O programa de carnaval de ex-jogadores de futebol brasileiros de sucesso foi bastante curioso. Romário, Bebeto, Dunga, Denílson, Djalminha, Júnior Baiano e outros fizeram uma viagem extravagante. Abriram mão de blocos carnavalescos, camarotes vip, desfiles de escolas de samba em nome do altruísmo humanitário. Para ajudar as vítimas das enchentes no Rio, toparam jogar um amistoso na gelada Chechênia. Olha que bacana! Alguém acredita nisso?
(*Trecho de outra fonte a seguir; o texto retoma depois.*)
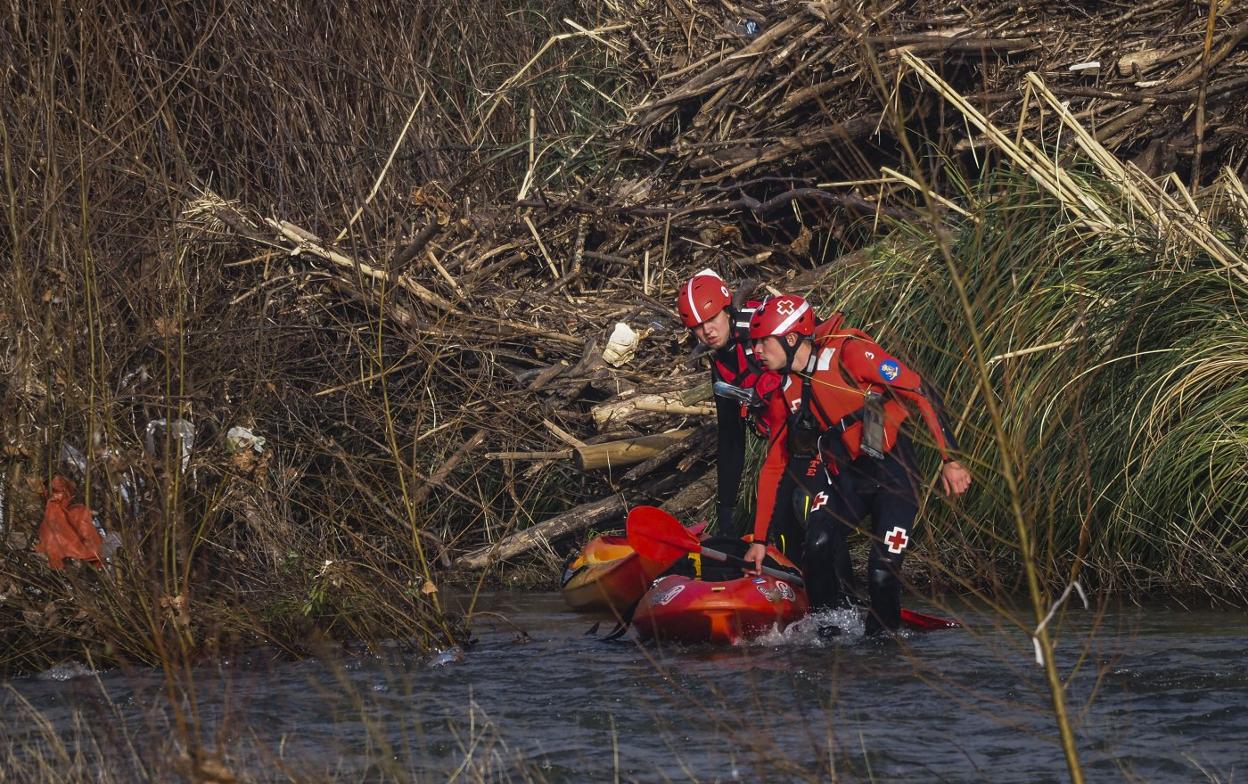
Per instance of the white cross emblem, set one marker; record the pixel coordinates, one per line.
(896, 539)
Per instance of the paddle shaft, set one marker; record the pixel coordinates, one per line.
(714, 554)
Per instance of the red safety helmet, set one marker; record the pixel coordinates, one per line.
(779, 316)
(702, 297)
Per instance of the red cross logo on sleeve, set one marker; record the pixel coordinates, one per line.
(896, 539)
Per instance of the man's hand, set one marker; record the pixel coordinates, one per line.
(955, 478)
(755, 556)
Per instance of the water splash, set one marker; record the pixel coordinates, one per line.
(66, 671)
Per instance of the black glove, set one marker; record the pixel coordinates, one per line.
(724, 523)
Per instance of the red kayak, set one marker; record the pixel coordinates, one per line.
(719, 608)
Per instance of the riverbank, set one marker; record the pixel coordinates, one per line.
(393, 260)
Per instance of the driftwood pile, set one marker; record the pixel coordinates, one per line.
(761, 141)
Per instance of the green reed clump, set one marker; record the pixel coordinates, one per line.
(1120, 362)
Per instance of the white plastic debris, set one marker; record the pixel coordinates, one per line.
(241, 438)
(181, 430)
(622, 345)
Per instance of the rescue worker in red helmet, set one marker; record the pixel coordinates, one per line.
(706, 308)
(835, 428)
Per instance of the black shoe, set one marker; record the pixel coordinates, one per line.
(829, 631)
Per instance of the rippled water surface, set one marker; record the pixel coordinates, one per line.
(1156, 694)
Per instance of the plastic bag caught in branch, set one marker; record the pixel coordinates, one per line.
(68, 531)
(622, 345)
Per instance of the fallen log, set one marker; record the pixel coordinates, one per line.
(559, 526)
(627, 452)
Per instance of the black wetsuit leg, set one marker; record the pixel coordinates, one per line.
(834, 509)
(886, 487)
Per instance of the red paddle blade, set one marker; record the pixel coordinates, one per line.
(658, 536)
(921, 621)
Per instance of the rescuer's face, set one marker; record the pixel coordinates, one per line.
(770, 352)
(715, 331)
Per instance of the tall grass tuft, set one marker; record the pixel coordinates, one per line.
(1120, 363)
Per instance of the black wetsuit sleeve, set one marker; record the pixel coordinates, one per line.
(730, 460)
(939, 406)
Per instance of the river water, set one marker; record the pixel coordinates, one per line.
(1155, 694)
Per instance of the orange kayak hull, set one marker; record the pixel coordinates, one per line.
(607, 576)
(684, 609)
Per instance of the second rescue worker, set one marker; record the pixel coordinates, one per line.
(706, 308)
(835, 428)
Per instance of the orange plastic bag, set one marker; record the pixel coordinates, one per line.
(66, 531)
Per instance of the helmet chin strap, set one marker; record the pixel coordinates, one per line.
(790, 352)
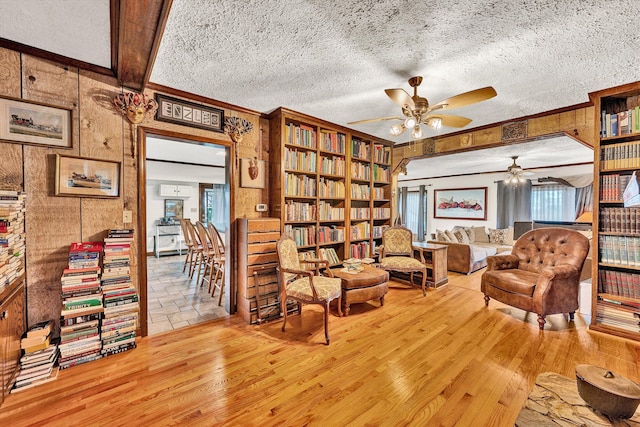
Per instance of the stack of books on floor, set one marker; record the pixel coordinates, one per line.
(81, 306)
(12, 235)
(38, 363)
(120, 318)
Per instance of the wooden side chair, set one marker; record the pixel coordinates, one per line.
(188, 260)
(197, 250)
(397, 254)
(218, 261)
(303, 285)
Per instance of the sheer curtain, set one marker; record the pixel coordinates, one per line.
(413, 210)
(514, 203)
(553, 203)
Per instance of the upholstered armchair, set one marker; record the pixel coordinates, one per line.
(541, 275)
(303, 285)
(397, 254)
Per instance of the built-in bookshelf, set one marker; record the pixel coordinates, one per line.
(616, 275)
(330, 186)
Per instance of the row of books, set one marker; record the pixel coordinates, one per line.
(612, 187)
(299, 211)
(120, 317)
(328, 212)
(619, 283)
(360, 191)
(299, 185)
(333, 165)
(617, 315)
(360, 149)
(332, 141)
(12, 235)
(361, 171)
(331, 188)
(38, 363)
(300, 160)
(302, 135)
(361, 230)
(381, 173)
(620, 220)
(623, 250)
(619, 156)
(623, 122)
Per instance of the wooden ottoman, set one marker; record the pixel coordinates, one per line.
(370, 283)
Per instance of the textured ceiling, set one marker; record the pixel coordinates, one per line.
(332, 59)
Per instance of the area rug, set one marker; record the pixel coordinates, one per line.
(554, 401)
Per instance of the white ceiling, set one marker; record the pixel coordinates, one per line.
(333, 59)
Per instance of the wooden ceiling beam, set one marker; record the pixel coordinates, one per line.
(139, 25)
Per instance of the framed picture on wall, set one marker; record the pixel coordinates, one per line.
(461, 203)
(34, 123)
(252, 173)
(84, 177)
(173, 208)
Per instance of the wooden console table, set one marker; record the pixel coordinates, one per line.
(434, 257)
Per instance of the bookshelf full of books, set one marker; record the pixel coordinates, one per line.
(330, 186)
(616, 275)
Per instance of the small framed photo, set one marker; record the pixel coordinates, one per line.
(461, 203)
(84, 177)
(252, 174)
(34, 123)
(173, 208)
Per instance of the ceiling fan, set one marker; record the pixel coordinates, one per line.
(416, 109)
(515, 173)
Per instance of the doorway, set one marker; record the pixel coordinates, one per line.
(174, 170)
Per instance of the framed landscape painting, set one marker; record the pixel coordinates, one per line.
(84, 177)
(33, 123)
(461, 203)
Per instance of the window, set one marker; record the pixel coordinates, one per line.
(553, 203)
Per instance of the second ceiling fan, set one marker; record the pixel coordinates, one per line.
(416, 109)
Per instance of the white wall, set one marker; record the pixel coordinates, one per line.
(175, 174)
(479, 180)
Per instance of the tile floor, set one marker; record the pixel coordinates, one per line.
(174, 300)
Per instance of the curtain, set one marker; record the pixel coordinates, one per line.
(553, 203)
(514, 203)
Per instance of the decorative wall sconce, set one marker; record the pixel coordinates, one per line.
(236, 127)
(135, 107)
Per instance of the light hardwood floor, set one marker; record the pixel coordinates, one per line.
(439, 360)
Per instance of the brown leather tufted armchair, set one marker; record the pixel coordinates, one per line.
(541, 275)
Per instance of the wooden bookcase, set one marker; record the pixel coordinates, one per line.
(616, 229)
(330, 186)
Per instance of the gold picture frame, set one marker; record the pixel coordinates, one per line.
(29, 122)
(85, 177)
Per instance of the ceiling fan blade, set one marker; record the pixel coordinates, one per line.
(400, 97)
(375, 120)
(466, 98)
(448, 120)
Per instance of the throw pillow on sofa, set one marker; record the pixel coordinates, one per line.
(499, 236)
(480, 234)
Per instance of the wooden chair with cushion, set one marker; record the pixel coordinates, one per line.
(397, 254)
(188, 260)
(303, 285)
(541, 275)
(218, 260)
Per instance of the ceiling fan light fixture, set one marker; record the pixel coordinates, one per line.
(410, 122)
(417, 132)
(397, 129)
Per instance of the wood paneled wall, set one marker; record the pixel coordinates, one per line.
(99, 132)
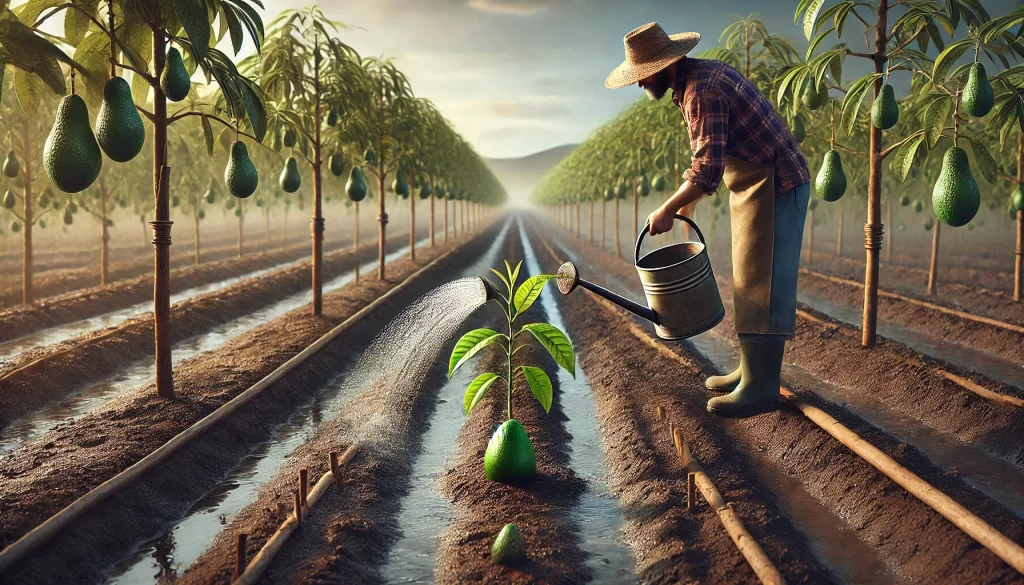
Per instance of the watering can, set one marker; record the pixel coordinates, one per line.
(677, 281)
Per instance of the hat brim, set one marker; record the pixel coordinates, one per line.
(629, 73)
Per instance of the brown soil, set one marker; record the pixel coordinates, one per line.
(914, 541)
(41, 478)
(71, 366)
(890, 373)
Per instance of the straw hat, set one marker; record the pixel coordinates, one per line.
(648, 50)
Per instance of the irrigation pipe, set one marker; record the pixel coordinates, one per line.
(911, 300)
(963, 518)
(747, 544)
(58, 521)
(276, 542)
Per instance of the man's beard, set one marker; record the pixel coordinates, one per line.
(659, 87)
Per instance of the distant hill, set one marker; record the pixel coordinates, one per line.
(520, 175)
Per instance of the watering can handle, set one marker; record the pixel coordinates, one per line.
(646, 227)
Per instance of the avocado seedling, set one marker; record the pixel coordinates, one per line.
(510, 457)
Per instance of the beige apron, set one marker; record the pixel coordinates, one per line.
(752, 211)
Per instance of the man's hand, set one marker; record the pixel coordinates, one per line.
(660, 220)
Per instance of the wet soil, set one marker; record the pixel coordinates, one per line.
(39, 479)
(913, 541)
(70, 366)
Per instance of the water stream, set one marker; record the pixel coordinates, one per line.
(179, 545)
(35, 425)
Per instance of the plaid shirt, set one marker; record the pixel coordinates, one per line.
(728, 115)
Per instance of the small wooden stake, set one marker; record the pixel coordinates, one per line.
(303, 486)
(691, 491)
(335, 471)
(240, 555)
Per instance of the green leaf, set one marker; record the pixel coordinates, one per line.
(555, 342)
(529, 291)
(949, 56)
(811, 16)
(905, 155)
(194, 19)
(476, 389)
(470, 344)
(541, 385)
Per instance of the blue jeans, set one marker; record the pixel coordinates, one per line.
(791, 214)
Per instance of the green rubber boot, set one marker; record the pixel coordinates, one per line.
(761, 367)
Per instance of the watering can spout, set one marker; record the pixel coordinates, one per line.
(568, 279)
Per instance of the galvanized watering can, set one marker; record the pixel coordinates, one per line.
(677, 281)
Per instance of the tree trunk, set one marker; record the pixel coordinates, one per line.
(355, 242)
(590, 222)
(872, 227)
(619, 251)
(27, 290)
(934, 265)
(1019, 250)
(161, 225)
(195, 238)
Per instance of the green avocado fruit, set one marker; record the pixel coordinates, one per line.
(119, 127)
(336, 163)
(509, 547)
(71, 155)
(830, 182)
(355, 189)
(174, 80)
(955, 197)
(10, 166)
(978, 94)
(885, 111)
(510, 457)
(658, 183)
(240, 175)
(290, 178)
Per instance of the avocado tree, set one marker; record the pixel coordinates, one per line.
(311, 78)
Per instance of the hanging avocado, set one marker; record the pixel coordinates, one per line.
(290, 179)
(119, 127)
(336, 163)
(291, 137)
(10, 166)
(355, 189)
(658, 183)
(399, 185)
(812, 94)
(799, 132)
(174, 80)
(978, 95)
(644, 186)
(830, 182)
(885, 111)
(71, 155)
(955, 198)
(240, 175)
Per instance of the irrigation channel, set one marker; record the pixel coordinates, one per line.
(834, 540)
(38, 423)
(179, 545)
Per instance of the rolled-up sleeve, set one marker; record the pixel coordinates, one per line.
(708, 117)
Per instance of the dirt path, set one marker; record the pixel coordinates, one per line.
(36, 482)
(915, 543)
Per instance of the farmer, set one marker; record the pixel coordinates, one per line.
(735, 135)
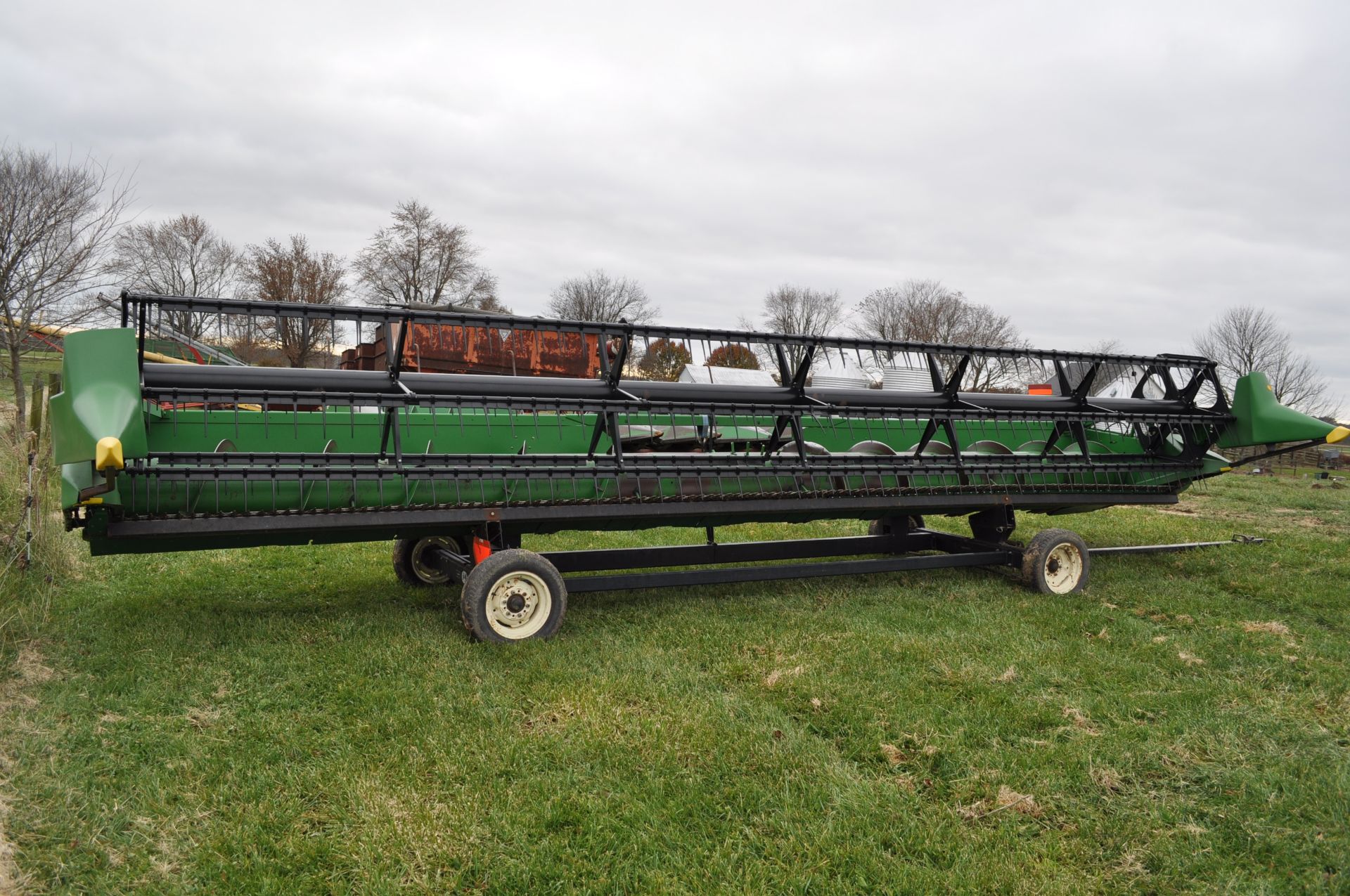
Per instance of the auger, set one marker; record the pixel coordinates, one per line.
(458, 469)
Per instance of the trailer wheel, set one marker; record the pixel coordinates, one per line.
(1056, 561)
(513, 595)
(412, 569)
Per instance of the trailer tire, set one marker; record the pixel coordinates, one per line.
(411, 570)
(513, 595)
(1056, 561)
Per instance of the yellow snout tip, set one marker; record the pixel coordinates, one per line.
(107, 454)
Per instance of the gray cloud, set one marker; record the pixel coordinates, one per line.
(1095, 173)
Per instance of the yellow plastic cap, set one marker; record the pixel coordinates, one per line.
(107, 454)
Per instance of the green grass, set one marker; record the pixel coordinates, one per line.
(290, 720)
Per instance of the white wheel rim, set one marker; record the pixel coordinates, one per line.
(430, 574)
(1063, 567)
(519, 605)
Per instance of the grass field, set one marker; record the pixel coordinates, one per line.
(289, 720)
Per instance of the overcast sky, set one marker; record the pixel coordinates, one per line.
(1093, 173)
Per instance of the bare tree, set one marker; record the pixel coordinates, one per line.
(56, 220)
(1245, 339)
(664, 359)
(925, 311)
(295, 273)
(420, 259)
(797, 311)
(180, 257)
(1107, 346)
(733, 355)
(600, 297)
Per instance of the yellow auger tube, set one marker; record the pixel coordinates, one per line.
(107, 454)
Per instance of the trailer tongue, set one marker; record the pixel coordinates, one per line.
(458, 467)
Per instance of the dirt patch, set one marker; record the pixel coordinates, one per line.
(893, 753)
(1006, 800)
(1080, 721)
(778, 675)
(1107, 779)
(1269, 628)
Foto: Dunga disputa a bola com o presidente/craque Kadyrov
Agora basta de mundo imaginário. Ninguém confirma, mas o deputado Romário confidenciou a amigos ter recebido cachê de 500 mil reais para participar da partida. Os demais jogadores não revelaram as quantias. O que cada um faz durante o carnaval é um problema particular, certo? Certo, evidente. O problema é que os ídolos brasileiros (e uso o termo por ter noção do país onde vivo, não porque admire os jogadores de futebol) participaram da festa futebolística particular do presidente checheno Ramzan Kadyrov.
No cargo desde abril de 2007, Kadyrov tem uma história de vida no mínimo suspeita. Nomeado pelo então presidente russo Vladimir Putin, Kadyrov defendeu a independência chechena, mas depois mudou de lado. Até aí nada de errado, afinal mudar de opinião pode ser considerado até uma sofisticação intelectual. A questão é que seus métodos de exercício de poder são suspeitos. Há 3 mil desaparecidos, e o presidente é acusado de ordenar sequestros, torturas e execuções sumárias de opositores e ativistas de direitos humanos.
Essas não são informações confidenciais. Estão publicadas em todo o tipo de veículo, basta apenas fazer uma pesquisa rápida na internet. Mesmo assim, nossos craques parecem não ter pensado duas vezes antes de compactuar com a festa particular de Kadyrov. E vestindo o uniforme da seleção brasileira. Aliás, este é um aspecto interessante porque num primeiro momento, quando questionada sobre o jogo, a CBF disse ter dado autorização para que os jogadores usassem o traje oficial da entidade. Depois, num pronunciamento que beira o ridículo, autoridades da confederação disseram que a partida era informal, e que camisas, calções e meiões da seleção estão disponíveis nas lojas a qualquer um que queira comprá-las. Ou seja, a CBF tirou o seu da reta.
Obviamente, a entidade é uma empresa privada (sempre é importante ressaltar isso, diga-se de passagem). Mas o futebol brasileiro é um patrimônio nacional, uma das expressões mais significativas do povo brasileiro – e longe de mim adornos e patriotadas em torno do assunto. Na medida em que cuida de um dos aspectos mais relevantes do país, a CBF deveria, em tese, ter algum cuidado nas associações que faz. Em pior situação estão os jogadores que participaram da “festa”. Seria irresponsabilidade dizer que todos receberam dinheiro para jogar, mas parece que sim. Se não estão dispostos a qualquer pensamento crítico quanto a suas fontes de renda, que ao menos tivessem cuidado com suas próprias carreiras. Definitivamente, entrar em campo e bater palmas a um sujeito acusado de tantos crimes não conta pontos a ninguém.
Não é a primeira vez que futebol e política estão aliados – e do lado errado. Foi assim na Copa de 1978, na Argentina; ou durante a Copa de 1970, quando o governo militar abusou da patriotada. Mas vivemos tempos distintos, onde não há ameaças à vida dos que não se dobram às vontades políticas. Muito menos do presidente da Chechênia. Aliás, para piorar o quadro, Kadyrov jogou e fez dois gols. Numa cena patética, driblou o goleiro Zetti – um drible infantil em que Zetti claramente permite a passagem do presidente.
Os “ídolos” brasileiros que participaram do circo de mídia na Chechênia não estão arrependidos. Mas deveriam. Como deveriam também ser menos admirados, criticados com menos polidez, menos vergonha. Quando entram em campo, levam todo o Brasil com eles. E, dessa vez, entraram do lado errado da história.